Inanimate objects, do you have a soul?

Sylvette Babin

Inanimate objects, do you have a soul?

How do we “relate” to the objects that still play such a significant role in artistic practice? What do such objects say about themselves, about us, and about art or society? What power do they have over us and our habits of consumption? What symbolic values do we project upon them? In the previous issue, esse opened a discussion on the return — or the persistence — of the materiality of art by focusing on the topic of reskilling. The object itself now takes centre stage, not so much for its material properties but rather for its “existential” character. In light of Bill Brown’s “Thing Theory,” which is our point of departure, the present issue revolves around the precise moment in which the object becomes a “thing,” that is, the very moment it takes on a new life and thereby establishes a relation between subject and animated object.(1) By the term “animated object” we understand it to mean an object attributed with “life” rather than one that merely moves. Of course, one does not exclude the other, yet objects animated by a mechanism are examined here insofar as their movement is precisely that which bestows life on the work.

This issue’s theme is thus an invitation to reflect on the state of the object in contemporary art from perspectives as diverse as the transformation of the use value of objects into symbolic or artistic values, fetishism or the desire to possess the object, the cult of objects, and the critical power we bestow upon them. This issue also explores how the contemporary notion of the animated object differs from animism in the relationships of exchange that exist between the object and the beholder, while shedding new light on ritualistic objects and the primitivism that prevails in the way we relate to the world. The question of the object as commodity is also addressed, by questioning the commodity fetishism triggered by consumer society (and sometimes the art market), and by examining how certain artists attempt to circumvent the codes of commodity fetishism itself. We also consider the strategies whereby objects resist the process of dematerialization afforded by computer technology, despite their creative use of digital technologies and their modus operandi.

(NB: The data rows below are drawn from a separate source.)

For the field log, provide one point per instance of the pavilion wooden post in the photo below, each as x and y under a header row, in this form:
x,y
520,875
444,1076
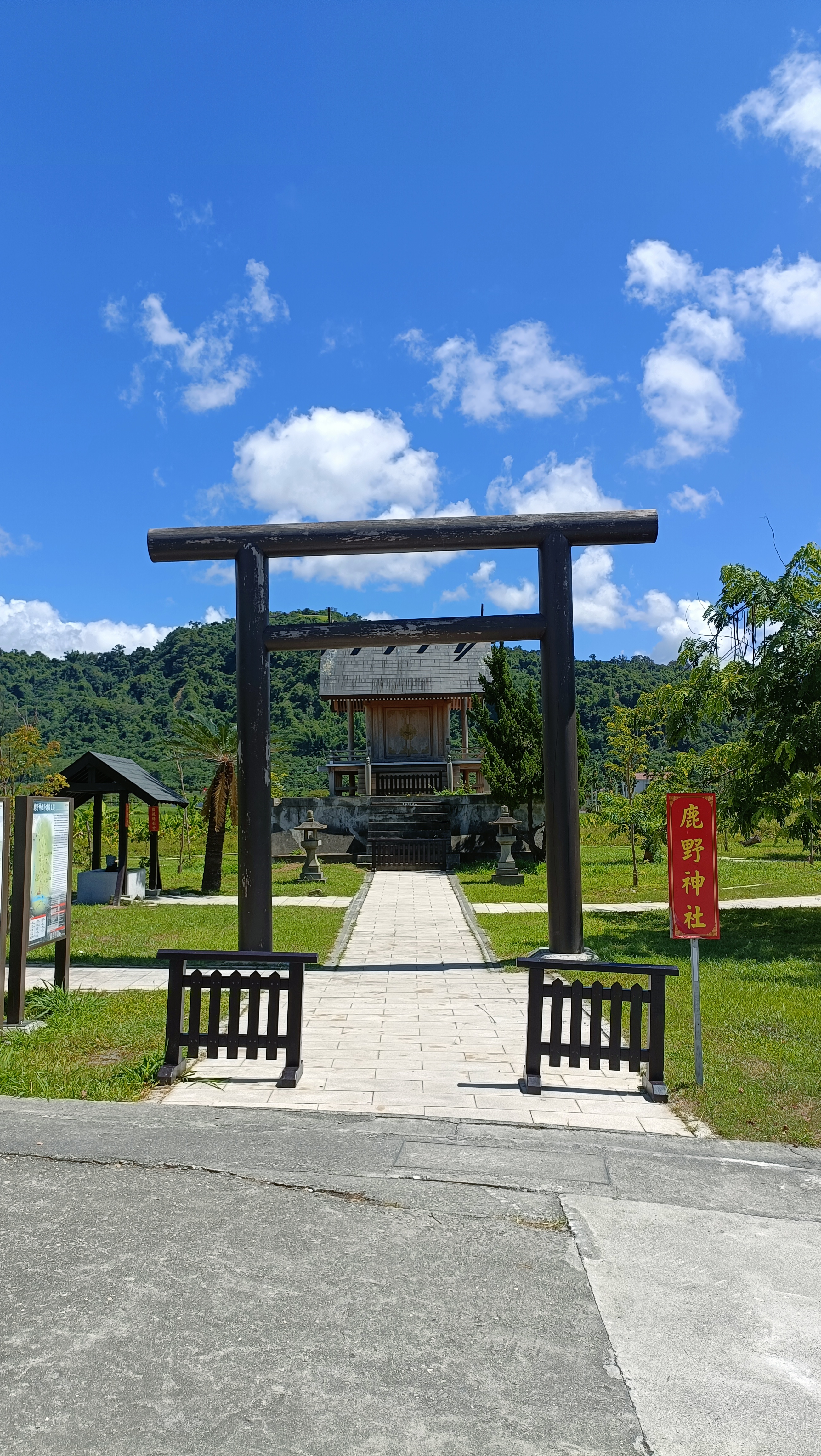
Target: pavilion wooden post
x,y
97,833
254,752
122,889
563,850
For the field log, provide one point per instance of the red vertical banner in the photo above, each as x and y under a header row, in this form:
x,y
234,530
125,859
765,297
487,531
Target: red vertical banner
x,y
692,867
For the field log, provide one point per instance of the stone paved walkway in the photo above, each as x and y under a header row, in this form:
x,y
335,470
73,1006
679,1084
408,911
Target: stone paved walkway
x,y
414,1023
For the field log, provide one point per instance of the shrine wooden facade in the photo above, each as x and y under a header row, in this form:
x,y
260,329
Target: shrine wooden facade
x,y
407,695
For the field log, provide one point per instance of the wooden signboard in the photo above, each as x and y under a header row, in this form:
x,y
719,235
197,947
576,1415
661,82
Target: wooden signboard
x,y
41,892
692,868
5,838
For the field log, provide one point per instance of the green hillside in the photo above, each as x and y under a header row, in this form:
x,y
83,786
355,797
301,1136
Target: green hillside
x,y
123,704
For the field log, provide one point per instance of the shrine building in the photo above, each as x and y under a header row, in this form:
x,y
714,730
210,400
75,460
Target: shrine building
x,y
407,695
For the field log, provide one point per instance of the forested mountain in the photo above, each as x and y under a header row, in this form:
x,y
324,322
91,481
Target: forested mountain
x,y
123,704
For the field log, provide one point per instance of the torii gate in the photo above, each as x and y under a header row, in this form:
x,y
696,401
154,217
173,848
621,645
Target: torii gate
x,y
251,547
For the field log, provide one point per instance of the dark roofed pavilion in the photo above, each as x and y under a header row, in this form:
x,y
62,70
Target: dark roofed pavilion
x,y
407,695
98,774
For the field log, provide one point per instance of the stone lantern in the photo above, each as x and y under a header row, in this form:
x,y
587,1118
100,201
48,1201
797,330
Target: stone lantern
x,y
507,870
312,870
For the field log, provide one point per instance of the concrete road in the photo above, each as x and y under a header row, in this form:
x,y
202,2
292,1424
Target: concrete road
x,y
250,1282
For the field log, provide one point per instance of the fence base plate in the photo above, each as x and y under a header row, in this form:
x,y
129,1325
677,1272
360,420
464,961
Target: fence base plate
x,y
657,1091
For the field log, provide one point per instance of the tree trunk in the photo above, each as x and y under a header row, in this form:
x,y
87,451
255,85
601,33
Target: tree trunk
x,y
213,867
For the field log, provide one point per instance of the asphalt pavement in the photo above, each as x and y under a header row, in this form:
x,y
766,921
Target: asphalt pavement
x,y
213,1280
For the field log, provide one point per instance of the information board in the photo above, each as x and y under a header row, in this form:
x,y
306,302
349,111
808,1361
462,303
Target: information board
x,y
48,881
692,865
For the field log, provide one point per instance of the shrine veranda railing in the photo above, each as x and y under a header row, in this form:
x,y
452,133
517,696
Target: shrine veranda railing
x,y
234,973
603,1044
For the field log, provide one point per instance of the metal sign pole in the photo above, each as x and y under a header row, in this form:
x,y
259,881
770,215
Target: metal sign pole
x,y
696,1012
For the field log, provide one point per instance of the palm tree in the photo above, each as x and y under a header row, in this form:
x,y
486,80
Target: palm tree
x,y
199,737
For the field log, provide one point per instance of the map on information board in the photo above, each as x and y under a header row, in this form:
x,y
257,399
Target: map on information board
x,y
48,871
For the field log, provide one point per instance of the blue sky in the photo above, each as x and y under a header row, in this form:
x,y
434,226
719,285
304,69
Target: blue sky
x,y
343,260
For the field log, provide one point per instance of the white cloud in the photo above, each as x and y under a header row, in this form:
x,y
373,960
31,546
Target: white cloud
x,y
504,596
673,622
188,216
657,273
788,110
114,315
785,298
344,465
549,488
391,573
37,627
696,501
683,391
335,465
484,574
417,344
599,603
207,356
134,392
15,548
520,373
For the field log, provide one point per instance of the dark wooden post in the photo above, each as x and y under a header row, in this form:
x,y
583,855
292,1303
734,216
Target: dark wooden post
x,y
123,839
5,842
63,948
97,833
532,1077
122,886
175,1008
563,850
293,1069
155,880
254,752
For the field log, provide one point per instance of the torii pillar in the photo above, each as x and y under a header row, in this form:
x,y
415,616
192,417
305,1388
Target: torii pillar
x,y
552,536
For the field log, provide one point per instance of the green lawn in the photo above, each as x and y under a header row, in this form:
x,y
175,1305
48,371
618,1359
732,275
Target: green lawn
x,y
608,876
133,934
343,880
99,1047
761,1012
110,1044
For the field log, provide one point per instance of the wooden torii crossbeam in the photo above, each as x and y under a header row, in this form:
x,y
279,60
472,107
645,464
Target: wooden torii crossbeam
x,y
251,547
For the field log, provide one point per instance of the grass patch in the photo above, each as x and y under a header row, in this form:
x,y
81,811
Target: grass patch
x,y
761,1012
103,1047
132,935
608,876
343,880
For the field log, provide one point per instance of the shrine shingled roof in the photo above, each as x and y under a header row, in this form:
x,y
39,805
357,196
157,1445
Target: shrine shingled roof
x,y
404,672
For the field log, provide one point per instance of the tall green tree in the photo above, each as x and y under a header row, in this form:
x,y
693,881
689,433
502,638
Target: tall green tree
x,y
762,672
509,727
624,809
215,743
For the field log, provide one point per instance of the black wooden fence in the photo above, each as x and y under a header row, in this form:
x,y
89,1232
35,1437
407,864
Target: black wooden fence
x,y
236,972
407,854
612,1052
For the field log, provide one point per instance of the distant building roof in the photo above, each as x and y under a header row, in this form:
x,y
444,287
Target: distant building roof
x,y
104,774
404,672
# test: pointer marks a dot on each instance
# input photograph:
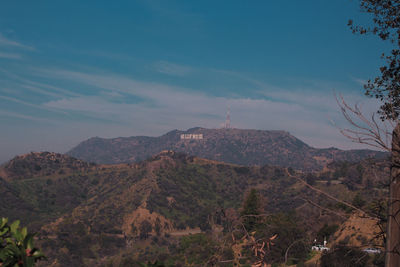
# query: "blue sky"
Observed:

If the question of the “soul” of objects is but metaphorical, the diverse artworks examined in the following pages invite us to reflect nonetheless on the power (the aura?) that pervades such works and on the different ways in which we engage with them.

[Translated from the French by Eduardo Ralickas]


(1) “The story of objects asserting themselves as things, then, is the story of a changed relation to the human subject and thus the story of how the thing really names less an object than a particular subject-object relation… You could imagine things, -second, as what is excessive in objects, as what exceeds their mere materialization as objects or their mere utilization as objects — their force as a sensuous presence or as a metaphysical presence, the magic by which objects become values, fetishes, idols, and totems.” Bill Brown, “Thing Theory,” in Things, (Chicago: The University of Chicago Press, 2004), 4 – 5.